Abstract:
This thesis presents the effects of fixed point implementation on the performance of a
digital communication system. In recent times orthogonal frequency division
multiplexing (OFDM) has emerged as a promising technology for wireless and mobile
communication systems, since it eliminates the use of complex equalizers and utilizes the
bandwidth efficiently. OFDM is a multi-carrier modulation scheme which can support
high data rates without degradation induced by interference by exploiting orthogonality
amongst the sub-carriers. Most DSP and Digital Communication algorithms are
implemented using fixed-point hardware having finite precision. The reason for this is
that the use of fixed-point hardware is cost effective in terns of silicon area and power
consumption. However this reduction in precision introduces quantization noise which
degrades the performance, thus giving rise to the classical trade-off of signal quality vs.

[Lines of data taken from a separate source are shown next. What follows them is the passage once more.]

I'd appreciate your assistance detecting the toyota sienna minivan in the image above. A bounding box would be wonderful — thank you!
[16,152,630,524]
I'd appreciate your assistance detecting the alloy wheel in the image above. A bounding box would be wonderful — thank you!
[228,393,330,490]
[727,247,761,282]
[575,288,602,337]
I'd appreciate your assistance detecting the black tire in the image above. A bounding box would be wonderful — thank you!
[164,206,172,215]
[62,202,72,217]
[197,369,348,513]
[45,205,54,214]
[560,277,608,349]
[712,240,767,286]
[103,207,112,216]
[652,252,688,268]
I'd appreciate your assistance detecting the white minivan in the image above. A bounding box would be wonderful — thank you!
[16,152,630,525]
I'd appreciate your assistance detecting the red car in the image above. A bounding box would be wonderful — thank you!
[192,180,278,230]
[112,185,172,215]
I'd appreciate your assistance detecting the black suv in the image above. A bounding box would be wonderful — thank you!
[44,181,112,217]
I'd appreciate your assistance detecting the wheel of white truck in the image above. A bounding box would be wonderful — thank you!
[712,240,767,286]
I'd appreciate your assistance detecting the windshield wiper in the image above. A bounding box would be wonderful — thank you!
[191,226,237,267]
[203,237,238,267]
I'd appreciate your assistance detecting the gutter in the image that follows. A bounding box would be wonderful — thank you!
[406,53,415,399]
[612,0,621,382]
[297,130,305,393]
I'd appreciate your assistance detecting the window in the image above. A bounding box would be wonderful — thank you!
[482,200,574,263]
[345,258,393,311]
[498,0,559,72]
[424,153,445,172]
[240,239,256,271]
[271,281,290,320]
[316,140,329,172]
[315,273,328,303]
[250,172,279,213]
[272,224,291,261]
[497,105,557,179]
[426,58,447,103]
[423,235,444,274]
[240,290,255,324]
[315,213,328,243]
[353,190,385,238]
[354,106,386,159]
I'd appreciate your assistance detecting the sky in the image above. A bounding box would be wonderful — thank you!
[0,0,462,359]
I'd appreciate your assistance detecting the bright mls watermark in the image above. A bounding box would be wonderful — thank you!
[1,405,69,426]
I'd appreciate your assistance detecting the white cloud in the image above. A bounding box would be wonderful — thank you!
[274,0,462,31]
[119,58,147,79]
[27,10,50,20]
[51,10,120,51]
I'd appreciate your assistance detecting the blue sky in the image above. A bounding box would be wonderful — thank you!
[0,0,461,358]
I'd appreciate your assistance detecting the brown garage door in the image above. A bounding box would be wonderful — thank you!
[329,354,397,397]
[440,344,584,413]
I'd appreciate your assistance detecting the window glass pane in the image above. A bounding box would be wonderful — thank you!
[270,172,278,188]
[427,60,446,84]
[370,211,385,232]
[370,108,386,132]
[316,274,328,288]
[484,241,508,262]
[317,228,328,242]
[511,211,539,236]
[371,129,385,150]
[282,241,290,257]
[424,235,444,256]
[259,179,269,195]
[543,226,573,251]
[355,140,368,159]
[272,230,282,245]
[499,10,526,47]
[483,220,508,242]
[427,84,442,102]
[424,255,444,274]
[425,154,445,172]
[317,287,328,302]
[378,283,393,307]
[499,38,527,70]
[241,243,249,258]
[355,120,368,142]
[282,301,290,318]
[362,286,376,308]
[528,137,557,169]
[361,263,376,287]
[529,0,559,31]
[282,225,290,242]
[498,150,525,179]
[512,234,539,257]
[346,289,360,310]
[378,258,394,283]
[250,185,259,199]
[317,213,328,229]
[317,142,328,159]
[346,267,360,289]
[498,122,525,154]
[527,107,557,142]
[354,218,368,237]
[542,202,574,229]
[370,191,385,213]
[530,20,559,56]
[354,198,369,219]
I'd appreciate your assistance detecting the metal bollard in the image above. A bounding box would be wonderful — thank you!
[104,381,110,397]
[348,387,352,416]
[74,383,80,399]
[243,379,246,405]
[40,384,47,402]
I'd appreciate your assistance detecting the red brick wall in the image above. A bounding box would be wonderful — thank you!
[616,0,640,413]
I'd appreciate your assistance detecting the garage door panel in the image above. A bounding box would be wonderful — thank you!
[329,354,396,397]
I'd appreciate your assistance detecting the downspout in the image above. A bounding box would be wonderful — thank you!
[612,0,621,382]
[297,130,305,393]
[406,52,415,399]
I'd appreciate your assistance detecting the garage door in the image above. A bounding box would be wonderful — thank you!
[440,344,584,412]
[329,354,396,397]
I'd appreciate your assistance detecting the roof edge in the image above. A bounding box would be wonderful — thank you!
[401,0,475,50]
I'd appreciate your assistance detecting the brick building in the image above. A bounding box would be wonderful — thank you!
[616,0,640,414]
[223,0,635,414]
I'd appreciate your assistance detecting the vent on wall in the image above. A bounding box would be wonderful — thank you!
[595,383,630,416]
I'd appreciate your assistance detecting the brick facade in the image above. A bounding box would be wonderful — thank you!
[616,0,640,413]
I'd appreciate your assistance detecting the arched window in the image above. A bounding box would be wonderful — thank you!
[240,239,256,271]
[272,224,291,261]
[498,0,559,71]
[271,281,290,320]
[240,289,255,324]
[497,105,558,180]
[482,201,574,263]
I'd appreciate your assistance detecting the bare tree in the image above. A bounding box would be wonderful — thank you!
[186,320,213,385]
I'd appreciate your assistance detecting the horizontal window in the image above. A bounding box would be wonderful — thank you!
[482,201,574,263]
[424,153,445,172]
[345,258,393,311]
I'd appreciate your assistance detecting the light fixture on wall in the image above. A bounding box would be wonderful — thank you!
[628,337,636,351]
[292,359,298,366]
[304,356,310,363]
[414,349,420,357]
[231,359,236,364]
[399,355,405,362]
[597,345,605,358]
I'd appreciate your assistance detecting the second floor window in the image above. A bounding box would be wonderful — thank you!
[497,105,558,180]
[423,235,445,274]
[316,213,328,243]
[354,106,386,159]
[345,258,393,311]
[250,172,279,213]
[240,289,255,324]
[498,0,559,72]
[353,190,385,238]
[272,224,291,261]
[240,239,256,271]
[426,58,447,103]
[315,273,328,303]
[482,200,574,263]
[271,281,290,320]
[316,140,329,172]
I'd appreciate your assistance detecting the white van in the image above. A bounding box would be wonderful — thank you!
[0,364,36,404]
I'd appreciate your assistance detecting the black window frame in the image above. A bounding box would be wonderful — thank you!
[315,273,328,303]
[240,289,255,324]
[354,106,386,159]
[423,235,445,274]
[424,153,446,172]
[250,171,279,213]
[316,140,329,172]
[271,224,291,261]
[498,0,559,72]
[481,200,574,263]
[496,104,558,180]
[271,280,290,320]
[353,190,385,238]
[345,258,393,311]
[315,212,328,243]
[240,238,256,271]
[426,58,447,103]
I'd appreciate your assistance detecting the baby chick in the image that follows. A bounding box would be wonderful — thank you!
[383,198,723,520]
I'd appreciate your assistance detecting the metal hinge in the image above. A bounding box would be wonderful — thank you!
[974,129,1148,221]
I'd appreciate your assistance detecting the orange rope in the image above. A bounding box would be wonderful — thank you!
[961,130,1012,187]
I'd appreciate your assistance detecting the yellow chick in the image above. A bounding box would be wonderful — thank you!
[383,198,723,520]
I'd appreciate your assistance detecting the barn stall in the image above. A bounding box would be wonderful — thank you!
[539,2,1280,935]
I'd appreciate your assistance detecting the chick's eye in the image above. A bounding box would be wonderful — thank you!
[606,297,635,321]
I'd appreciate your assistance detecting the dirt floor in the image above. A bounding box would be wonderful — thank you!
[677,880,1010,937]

cost effectiveness in DSP. A generic OFDM transceiver with frequency and timing
synchronization was implemented and was converted to fixed point. This thesis shows
that the performance of OFDM communication system measured in terms of the Bit Error
Ratio (BER) remains within tolerable bounds even when the word-lengths are reduced to
a certain limit provided the communication channel is clean enough. This analysis can be
used to design a reconfigurable architecture, where we can adapt our OFDM transceiver
according to our need in terms of the number of errors or the power consumption.